Marketing Health-Related Services: We will not use your health information for marketing communications without your written authorization.

Required by Law: We may use or disclose your health information when we are required to do so by law.

Abuse or Neglect: We may disclose your health information to appropriate authorities if we reasonable believe that you are a possible victim of abuse, neglect, or domestic violence, or the possible victim of other crimes. We may disclose your health information to the extent necessary to avert a serious threat to your health or safety of the health and safety of others.

National Security: We may disclose to military authorities the health information of Armed Forces personnel under certain circumstances. We may disclose to authorized federal officials health information required for lawful intelligence, counterintelligence, and other national security activities. We may disclose inmate or patient information under certain circumstances.

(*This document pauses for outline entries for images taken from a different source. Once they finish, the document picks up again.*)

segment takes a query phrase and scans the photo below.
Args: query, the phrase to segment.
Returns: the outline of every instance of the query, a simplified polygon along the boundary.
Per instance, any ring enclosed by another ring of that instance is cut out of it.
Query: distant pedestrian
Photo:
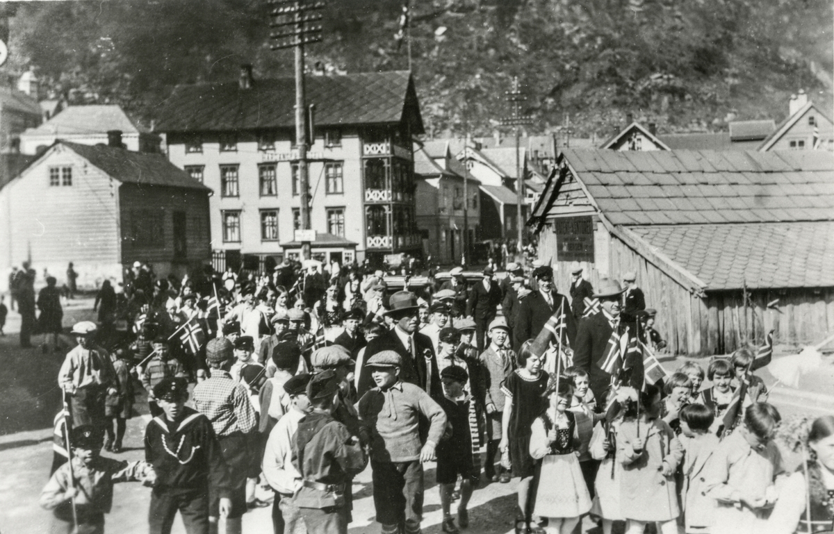
[[[73,262],[70,262],[67,267],[67,298],[75,298],[75,292],[78,290],[76,284],[78,278],[78,273],[73,268]]]
[[[38,295],[38,308],[41,311],[41,317],[38,319],[38,326],[46,336],[42,347],[44,352],[58,350],[58,335],[61,333],[63,309],[61,307],[61,292],[56,287],[57,282],[55,277],[48,277],[47,287]]]

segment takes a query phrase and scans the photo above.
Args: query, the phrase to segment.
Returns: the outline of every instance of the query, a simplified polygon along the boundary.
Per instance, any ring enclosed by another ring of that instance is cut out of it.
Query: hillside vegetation
[[[329,0],[308,65],[408,68],[394,34],[400,0]],[[661,132],[726,129],[787,112],[804,88],[828,110],[828,0],[411,0],[413,70],[427,132],[490,134],[518,76],[531,132],[570,117],[574,135],[625,120]],[[117,102],[150,120],[177,83],[292,75],[269,49],[264,0],[110,0],[18,4],[10,73],[33,67],[73,103]]]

Appointment Reminders: We may use or disclose your health information to provide you with appointment reminders (such as voicemail messages, postcards, or letters).

PATIENT RIGHTS


Access: You have the right to look at or get copies of your health information, with limited exceptions. You may request that we provide you with copies in a format other then photocopies. We will use that format you request unless we cannot practicably do so. (You must make a request writing to obtain access to your health information. You may obtain a form to request access by using the contact information listed at the end of this Notice. We will charge you a reasonable cost-based fee for expenses such as copies and the staff time. You may also request access by sending us a letter to the address listed at the end of this Notice. If you request the information, we will charge you the postage fee if you want copies mailed to you. If you request an alternative format, we will charge a cost-based fee for providing your health information in that format. If you request an alternative format, we will prepare a summary or an explanation of your health information for a fee. Contact us by using the information listed at the end of this Notice for a full explanation of the fee structure.)

Disclosure Accounting: You have the right to receive a list of instances in which we or our business associates disclosed your health information for purposes other than treatment or payment of healthcare operations. If you request certain information other than treatment, payment, or healthcare accounting information in more than a 12 month period, we may charge you a reasonable, cost-based fee for responding to these additional requests.

Restriction: You have the right to request that we amend your health information. (Your request must be in writing, and it must explain why the information should be amended.) We may deny your request under certain circumstances.

Alternative Communication: You have the right to request that we communicate with you about your health information by alternative means or to alternate locations. (You must make your request in writing.) Your request must specify the alternative means or location, and provide satisfactory explanation how payments will be handled under the alternative means or the location you request.

Amendment: You have the right to request that we amend your health information. (Your request must be in writing, and it must explain why the information should be amended.) We may deny your request under certain circumstances.

Electronic Notice: If you receive this Notice on our website or by electronic mail, you are entitled to receive this Notice in written form.

Questions or Complaints: If you want more information about our privacy practices or have questions or concerns, please contact us. If you are concerned that we may have violated your privacy rights, or you disagree with a decision we made to amend or restrict the use or disclosure of your health information or to have us communicate with you by alternative means or alternate locations, you may complain to us using the contact information listed at the end of this Notice. You may also submit a written complain to the U.S. Department of Health and Human Services.

We support your right to the privacy of your health information. We will not retaliate in any way if you choose to file a complaint with us or with the U.S. Department of Health and Human Services.